Posts Tagged ‘Data Loading performance’

Data Loading performance considerations with Clustered Columnstore indexes

March 16, 2015

The SQL CAT resently released an excellent article called “Data Loading performance considerations with Clustered Columnstore indexes“.  It is useful even for those who, like me, have been working with the Clustered Columnstore Indexes for several years now. The Overview of Loading Data into Columnstore Indexes section mentions that an index REGORG can effect batch size. In my experience, inconsistent  performance can sometimes be caused by a batch being too small i.e. less than the 102,400 row minimum, and so the tuple mover may not be triggered in time leaving some data operations in row mode instead of the more efficient batch mode. For small to medium size fact tables that maybe not always exceed the 102,400 row batch medium it maybe necessary to execute an index REORG which immediately will trigger the tuple mover after the normal data loading process is complete. This disadvantage to his approach is that the batch sizes over time may not be optimal because they were forced to be smaller than the 102,400 row minimum. If performance starts to suffer then implementing a periodic index REDBUILD routine will rebuild the index/table with batches closer to the 1 million rows/batch goal.

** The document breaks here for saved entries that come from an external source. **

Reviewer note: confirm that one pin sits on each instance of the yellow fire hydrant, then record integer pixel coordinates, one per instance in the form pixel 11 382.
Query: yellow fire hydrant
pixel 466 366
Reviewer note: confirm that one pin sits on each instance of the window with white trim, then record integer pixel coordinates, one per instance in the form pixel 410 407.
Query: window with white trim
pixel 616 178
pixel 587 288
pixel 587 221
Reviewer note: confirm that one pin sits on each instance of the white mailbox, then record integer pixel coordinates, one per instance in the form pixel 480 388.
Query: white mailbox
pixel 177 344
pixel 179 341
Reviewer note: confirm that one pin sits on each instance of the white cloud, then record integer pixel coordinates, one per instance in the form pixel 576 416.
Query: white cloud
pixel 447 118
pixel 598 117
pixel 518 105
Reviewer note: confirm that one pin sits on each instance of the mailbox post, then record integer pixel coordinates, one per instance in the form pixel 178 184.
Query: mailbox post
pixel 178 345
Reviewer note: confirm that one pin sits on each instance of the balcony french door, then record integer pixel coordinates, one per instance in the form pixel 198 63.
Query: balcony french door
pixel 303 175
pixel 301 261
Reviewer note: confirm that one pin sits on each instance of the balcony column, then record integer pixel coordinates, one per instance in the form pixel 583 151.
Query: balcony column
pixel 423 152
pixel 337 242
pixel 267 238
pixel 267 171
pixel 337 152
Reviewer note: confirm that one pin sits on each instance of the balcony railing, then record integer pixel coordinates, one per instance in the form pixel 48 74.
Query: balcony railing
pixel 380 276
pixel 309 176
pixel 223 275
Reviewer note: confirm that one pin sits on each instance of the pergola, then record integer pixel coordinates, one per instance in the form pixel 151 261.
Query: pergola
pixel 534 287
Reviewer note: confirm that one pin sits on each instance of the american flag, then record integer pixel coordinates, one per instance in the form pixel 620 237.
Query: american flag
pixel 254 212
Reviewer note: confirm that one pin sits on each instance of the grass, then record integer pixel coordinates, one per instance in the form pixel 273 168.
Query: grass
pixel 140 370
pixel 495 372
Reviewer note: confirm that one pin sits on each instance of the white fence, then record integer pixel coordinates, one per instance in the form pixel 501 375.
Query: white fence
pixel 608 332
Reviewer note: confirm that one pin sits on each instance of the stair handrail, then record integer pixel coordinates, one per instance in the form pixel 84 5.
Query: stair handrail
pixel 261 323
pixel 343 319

Additionally, I still, from time to time, see a lot of confusion on the distinction between an Operational Data Store (ODS) and a Data Warehouse. James Serra recently wrote an excellent BLOG about Operational Data Stores that captures their most important  functions. In my opinion one of the easiest and most effective ways to create an ODS is to simply setup an asynchronous SQL Server AllwaysOn Availability Group secondary.  Several  of the Availability Group database could form the core of an ODS but would most likely be a poor substitute for a Data Warehouse.